デビルウィスパー138
気付くと、少々眩しい明かりが眼に入った。眩しさに思わず横に首を倒すと、
「あ……世良さん、彼女、眼を覚ましましたよ」
確か―幸一の友達、俊也君だったかな―がいた。その脇には探偵の世良さんもいる。
「……そのまま寝てろ。あんた、結構無理してんだろう?」
どうにかして身体を起こすけど……幸一が見当たらない。キョロキョロ周りを見ても……下にも気配が無いし。
「幸一は?」
「あいつはちょっと用事があるそうだ。外に出かけていった」
世良さんは何でも無い口調で、極々普通にそう言った。
でも、そんな訳が……だって、幸一、すごくぐったりしていて、意識もなかったし、顎の他にも骨が折れていたはずだし……

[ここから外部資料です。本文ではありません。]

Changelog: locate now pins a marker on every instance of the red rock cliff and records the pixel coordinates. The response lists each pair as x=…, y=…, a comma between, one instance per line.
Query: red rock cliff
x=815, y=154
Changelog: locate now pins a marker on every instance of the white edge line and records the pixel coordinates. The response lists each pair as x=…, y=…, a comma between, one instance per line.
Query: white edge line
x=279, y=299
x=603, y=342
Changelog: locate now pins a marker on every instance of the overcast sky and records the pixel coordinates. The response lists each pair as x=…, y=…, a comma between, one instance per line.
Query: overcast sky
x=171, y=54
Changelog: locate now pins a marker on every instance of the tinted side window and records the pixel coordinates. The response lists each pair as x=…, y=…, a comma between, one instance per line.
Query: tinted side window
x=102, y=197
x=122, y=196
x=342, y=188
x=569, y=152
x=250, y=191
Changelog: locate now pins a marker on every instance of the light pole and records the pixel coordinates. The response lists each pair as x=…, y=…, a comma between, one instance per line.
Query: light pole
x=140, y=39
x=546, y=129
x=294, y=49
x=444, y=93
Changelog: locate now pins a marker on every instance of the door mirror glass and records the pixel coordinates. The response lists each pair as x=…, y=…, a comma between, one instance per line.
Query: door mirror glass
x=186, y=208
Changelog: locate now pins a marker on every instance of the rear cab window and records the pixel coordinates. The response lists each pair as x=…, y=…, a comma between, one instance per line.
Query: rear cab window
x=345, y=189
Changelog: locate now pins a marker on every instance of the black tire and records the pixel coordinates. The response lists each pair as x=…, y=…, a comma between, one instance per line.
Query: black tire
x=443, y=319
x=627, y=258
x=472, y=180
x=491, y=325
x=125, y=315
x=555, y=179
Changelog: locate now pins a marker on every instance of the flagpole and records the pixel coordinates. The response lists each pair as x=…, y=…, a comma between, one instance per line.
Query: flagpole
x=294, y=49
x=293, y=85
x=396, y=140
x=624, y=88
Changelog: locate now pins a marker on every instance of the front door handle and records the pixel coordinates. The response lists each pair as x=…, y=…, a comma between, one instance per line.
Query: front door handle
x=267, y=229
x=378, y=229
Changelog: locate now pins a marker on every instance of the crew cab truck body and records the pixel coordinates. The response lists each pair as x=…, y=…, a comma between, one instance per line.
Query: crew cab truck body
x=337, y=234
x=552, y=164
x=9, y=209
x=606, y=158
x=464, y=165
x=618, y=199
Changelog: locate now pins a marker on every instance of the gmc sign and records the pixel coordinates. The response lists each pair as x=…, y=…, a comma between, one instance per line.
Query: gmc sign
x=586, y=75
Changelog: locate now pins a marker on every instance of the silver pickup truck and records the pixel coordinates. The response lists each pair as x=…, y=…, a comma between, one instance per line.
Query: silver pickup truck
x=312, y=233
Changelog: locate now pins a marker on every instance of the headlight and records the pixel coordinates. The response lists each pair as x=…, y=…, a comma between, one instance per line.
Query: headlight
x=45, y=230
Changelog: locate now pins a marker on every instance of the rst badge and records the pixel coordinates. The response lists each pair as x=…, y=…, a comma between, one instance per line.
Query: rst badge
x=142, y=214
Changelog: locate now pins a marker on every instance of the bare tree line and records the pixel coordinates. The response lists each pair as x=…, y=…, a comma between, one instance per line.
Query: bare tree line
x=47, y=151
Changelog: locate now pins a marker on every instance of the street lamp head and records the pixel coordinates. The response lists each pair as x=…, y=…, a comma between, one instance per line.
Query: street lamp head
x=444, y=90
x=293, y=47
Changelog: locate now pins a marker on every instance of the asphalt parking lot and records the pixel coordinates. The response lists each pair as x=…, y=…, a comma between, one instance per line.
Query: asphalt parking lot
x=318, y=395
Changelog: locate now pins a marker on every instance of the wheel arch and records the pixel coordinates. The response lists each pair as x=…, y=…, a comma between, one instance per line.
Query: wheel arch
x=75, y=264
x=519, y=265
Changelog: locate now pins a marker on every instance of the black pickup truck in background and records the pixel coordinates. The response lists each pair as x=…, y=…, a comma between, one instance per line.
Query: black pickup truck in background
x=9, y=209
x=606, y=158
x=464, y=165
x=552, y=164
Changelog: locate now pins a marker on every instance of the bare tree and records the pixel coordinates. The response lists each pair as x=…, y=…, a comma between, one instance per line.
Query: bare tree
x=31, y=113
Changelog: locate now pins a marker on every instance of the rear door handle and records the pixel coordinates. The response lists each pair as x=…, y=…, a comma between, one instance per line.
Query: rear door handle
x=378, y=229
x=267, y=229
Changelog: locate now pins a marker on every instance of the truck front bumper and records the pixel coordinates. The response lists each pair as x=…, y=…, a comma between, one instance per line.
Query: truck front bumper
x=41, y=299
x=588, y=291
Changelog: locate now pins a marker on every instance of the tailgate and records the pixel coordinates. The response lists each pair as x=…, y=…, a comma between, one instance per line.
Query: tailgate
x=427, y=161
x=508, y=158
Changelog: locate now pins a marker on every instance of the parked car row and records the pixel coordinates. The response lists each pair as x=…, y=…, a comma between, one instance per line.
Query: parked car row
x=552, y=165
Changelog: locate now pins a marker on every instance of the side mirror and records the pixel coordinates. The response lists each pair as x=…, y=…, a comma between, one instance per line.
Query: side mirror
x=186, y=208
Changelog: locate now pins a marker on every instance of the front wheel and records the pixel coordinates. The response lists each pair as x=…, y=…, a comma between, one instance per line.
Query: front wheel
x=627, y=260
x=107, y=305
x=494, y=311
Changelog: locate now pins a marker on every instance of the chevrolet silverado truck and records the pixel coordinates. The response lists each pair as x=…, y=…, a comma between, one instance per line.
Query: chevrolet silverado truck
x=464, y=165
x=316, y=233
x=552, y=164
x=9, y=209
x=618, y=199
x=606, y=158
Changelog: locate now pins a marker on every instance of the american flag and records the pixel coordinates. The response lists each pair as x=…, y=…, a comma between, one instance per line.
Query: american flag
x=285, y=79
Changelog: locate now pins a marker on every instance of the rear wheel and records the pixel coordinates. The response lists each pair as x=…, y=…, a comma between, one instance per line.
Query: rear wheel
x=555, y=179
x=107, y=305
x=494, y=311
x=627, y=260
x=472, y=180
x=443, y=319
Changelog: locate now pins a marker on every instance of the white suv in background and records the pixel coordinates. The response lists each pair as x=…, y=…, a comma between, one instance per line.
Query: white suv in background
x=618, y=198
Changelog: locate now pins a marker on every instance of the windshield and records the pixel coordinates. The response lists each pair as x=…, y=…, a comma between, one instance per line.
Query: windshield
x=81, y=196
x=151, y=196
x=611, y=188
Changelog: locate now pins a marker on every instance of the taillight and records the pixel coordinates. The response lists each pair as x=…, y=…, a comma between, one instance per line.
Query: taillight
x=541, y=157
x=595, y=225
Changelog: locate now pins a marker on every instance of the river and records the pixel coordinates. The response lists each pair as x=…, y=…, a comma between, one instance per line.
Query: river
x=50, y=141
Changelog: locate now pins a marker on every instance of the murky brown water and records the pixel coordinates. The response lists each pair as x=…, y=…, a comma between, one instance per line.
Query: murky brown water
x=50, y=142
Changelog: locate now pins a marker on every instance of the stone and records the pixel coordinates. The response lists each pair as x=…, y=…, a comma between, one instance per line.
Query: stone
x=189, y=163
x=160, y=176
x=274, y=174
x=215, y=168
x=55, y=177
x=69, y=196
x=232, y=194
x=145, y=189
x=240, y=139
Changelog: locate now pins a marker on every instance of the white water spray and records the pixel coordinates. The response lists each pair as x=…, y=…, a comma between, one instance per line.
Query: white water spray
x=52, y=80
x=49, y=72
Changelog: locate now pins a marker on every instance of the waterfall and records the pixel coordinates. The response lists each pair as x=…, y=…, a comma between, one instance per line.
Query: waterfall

私は、俊也君に眼を移した。ジィ、と見つめる……明らかに、視線を逸らそうとしているのがわかる。何か、私に言いたくないことがあるに違いない。
「幸一は、どこ?」
沈黙が、部屋に満ちる。
俊也君はどうしようと、という具合に世良さんに目配せするが……
「……俺達にもわからん。電話では昨夜の場所に、とか行っていたが」
世良さんは力無く首を振る。でも、私にはそれだけで充分だった。あそこだ、昨日、吸血鬼と戦ったあの広い場所。
「ちょ、ちょっと! アストさん!」
「おい、そんなゾンビみたいな顔色で無茶すんな!」
立ち上がろうとした私は、でも立ち上がることも出来ず、床に落ちてしまう。